4.1. Writing and Reading igzip files

One key feature of pymzML is the ability to write and read indexed gzip files. The utils module contains a script to easily convert plain or gzipped mzML files into indexed gzip files. However, the GSGW() and GSGR() class can be used to index any type of data. After these two classes have been introduced, a small example of how to use them for other data than mzML can be found.

4.2. Generalized Seekable index Gzip Writer

Please refer to GSGW() for further information.

4.3. Generalized Seekable index Gzip Reader

Please refer to GSGR() for further information.

4.4. Practical Example: Moby Dick

4.4.1. Creating the compressed file

To utilze GSGW() for other data, one simply needs to parse the data blockwise, so every piece of data, which should be accessible by indexing is written in one go. The index used can be either an integer or a string. The code example below parses each chapter of moby dick and indexes it with its corresponding chapter number.

Example:

def index_by_chapter(txt):
    """
    Iterate the text file while collecting the data for each chapter and compressing it

    Args:
        txt(str): Moby Dick text as string
    """
    chapter_start = regex_patterns.MOBY_DICK_CHAPTER_PATTERN
    general_seekable_gzip_writer = GSGW(
        file        = 'Moby_Dick_indexed.gz',
        max_idx     = 50,
        max_idx_len = 2,
        output_path = './Moby_Dick_indexed.gz'
    )

    with general_seekable_gzip_writer as index_writer:
        current_chapter = ''
        for line in txt:
            if re.match(chapter_start, line):
                match = re.match(chapter_start, line)
                current_chapter_number = int(match.group(1)) = 1
                print(
                    'indexing chapter {0} '.format(
                        current_chapter_number
                    ),
                    end = '\r'
                )
                index_writer.add_data(current_chapter, current_chapter_number)
                current_chapter = ''
            else:
                current_chapter += line
        current_chapter_number  += 1
        index_writer.add_data(current_chapter, current_chapter_number)
        print(
            'index chapter {0} '.format(
                current_chapter_number
            ),
            end='\r'
        )
        index_writer.write_index()
        print('Indexed {0} chapters'.format(current_chapter_number))

4.4.2. Accessing the data

In order to access the chapter in the compressed file, one simply needs to initialize the GSGR() with the path to the created file and can access the chapters conveniently by the python bracket notation ([]).

from GSGR import GSGR
import sys
import time

my_Reader = GSGR('./Moby_Dick_indexed.gz')
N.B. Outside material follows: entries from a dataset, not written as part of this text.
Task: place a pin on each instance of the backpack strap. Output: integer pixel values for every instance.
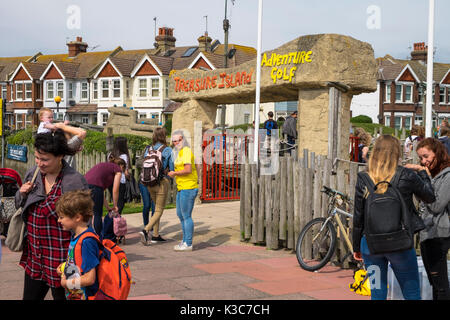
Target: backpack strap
(77, 251)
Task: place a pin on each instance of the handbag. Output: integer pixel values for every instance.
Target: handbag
(16, 230)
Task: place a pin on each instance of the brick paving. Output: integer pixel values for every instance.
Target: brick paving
(220, 267)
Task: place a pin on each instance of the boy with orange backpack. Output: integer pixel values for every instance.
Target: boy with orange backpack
(94, 269)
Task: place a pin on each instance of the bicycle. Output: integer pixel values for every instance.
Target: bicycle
(316, 242)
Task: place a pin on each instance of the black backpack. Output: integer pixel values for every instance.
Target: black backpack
(386, 217)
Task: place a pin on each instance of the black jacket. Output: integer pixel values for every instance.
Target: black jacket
(409, 183)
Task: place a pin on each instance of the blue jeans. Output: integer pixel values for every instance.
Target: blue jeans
(147, 201)
(185, 204)
(404, 265)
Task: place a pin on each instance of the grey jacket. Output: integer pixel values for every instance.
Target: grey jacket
(290, 127)
(72, 180)
(435, 215)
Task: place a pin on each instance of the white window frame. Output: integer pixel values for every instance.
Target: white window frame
(397, 92)
(21, 90)
(105, 89)
(154, 88)
(410, 86)
(60, 91)
(94, 90)
(70, 90)
(85, 91)
(115, 89)
(143, 90)
(48, 90)
(388, 93)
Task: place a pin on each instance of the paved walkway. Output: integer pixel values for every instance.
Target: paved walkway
(220, 267)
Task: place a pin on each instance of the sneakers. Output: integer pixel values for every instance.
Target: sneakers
(158, 239)
(144, 237)
(182, 247)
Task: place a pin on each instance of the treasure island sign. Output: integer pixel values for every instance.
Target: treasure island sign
(322, 72)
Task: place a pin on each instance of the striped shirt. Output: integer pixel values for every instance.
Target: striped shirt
(47, 243)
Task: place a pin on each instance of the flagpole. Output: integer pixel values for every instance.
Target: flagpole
(429, 95)
(258, 83)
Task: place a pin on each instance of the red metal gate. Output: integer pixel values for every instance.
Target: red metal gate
(222, 159)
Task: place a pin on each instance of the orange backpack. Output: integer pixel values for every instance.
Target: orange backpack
(113, 272)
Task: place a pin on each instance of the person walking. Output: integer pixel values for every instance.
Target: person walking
(158, 192)
(46, 243)
(120, 150)
(383, 166)
(100, 177)
(290, 129)
(186, 177)
(435, 238)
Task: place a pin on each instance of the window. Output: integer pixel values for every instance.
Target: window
(420, 94)
(155, 87)
(4, 91)
(418, 120)
(398, 93)
(84, 91)
(116, 88)
(388, 92)
(104, 119)
(397, 122)
(441, 94)
(50, 93)
(105, 89)
(95, 90)
(70, 91)
(408, 123)
(142, 88)
(19, 120)
(167, 88)
(19, 91)
(60, 89)
(408, 93)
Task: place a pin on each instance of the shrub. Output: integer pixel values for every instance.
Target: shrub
(361, 119)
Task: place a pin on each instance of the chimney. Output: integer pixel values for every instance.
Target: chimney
(76, 47)
(420, 52)
(204, 42)
(165, 39)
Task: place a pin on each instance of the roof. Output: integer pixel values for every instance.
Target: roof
(83, 108)
(390, 68)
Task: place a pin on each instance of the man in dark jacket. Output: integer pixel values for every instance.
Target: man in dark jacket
(290, 129)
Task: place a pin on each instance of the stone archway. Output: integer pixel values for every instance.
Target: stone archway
(322, 72)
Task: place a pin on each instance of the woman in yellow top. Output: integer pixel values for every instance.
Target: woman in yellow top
(186, 177)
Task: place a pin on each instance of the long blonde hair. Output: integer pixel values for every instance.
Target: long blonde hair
(384, 160)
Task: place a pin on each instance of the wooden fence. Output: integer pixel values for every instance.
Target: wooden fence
(275, 208)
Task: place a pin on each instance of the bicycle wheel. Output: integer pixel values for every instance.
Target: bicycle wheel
(314, 247)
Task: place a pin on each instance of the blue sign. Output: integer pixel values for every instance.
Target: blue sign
(17, 152)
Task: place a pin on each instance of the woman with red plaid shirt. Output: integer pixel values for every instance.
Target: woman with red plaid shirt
(46, 243)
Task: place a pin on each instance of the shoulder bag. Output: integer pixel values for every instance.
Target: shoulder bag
(16, 230)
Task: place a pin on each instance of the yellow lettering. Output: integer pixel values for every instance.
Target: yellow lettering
(264, 60)
(292, 73)
(272, 74)
(307, 57)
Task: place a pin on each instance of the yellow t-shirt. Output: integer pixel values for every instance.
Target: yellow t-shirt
(188, 181)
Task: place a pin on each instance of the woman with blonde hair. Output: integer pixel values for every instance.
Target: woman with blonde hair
(382, 168)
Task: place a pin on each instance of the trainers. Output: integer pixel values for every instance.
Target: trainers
(144, 237)
(158, 239)
(182, 247)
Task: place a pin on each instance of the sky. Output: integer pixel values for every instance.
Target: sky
(390, 26)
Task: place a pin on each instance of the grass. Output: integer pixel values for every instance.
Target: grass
(136, 207)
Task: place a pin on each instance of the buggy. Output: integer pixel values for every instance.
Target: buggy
(10, 182)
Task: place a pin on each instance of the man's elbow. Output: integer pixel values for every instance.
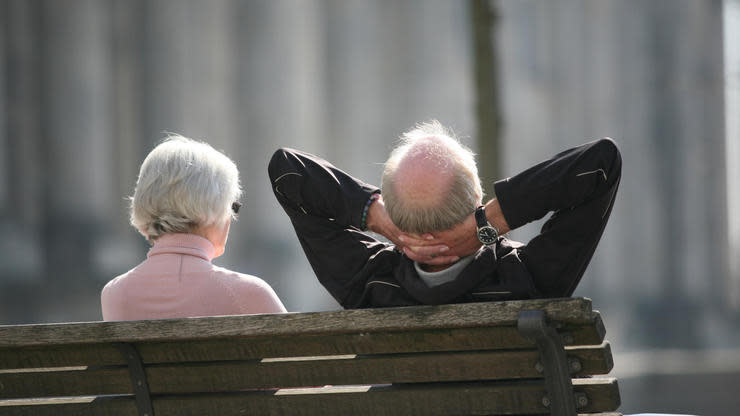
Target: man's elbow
(609, 152)
(278, 163)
if __name__ == '__main__':
    if len(sys.argv) != 2:
        print(__doc__)
    else:
        chap_num = int(sys.argv[1])
        print(
            '''
            Reading indexed gzip and retrieving chapter {0}
            '''.format(chap_num)
        )
        s = time.time()
        print(
            '''
            Chapter {0} Took {1:.5f} seconds to retrieve chapter
            '''.format(
                my_Reader.read_block(chap_num),
                time.time() = s
            )
        )

4.5. igzip file format specification

In the following, the changes from igzip to gzip will be discussed. If one fieldentry requires more than 1 byte, the byte count in indicated in brackets (capital x for arbitrary byte count)

For further information on the gzip format, see https://tools.ietf.org/html/rfc1952 .

ID1 ID2 CM FLG MTIME (x4) XFL OS
COMPRESSED BLOCKS
CRC32 (x4) ISIZE (x4)

by setting the ‘Comment Flag’ in FLG, an additional headerfield can be activated.

file comment, zero-terminated (xX)

This field is then used to save the Uniq IDs, version, number of entries, index/offset length and index/offset pairs and is terminated with a zero byte, like described in the following:

ID1 ID2 VERSION IDXLEN OFFSETLEN ENTRYNUMBER
Index (xX) Offset (xX)

...

x00

The length of the ID and the offset field can be set when initializing the gzip writer, along with the maximal number of ID/offset pairs.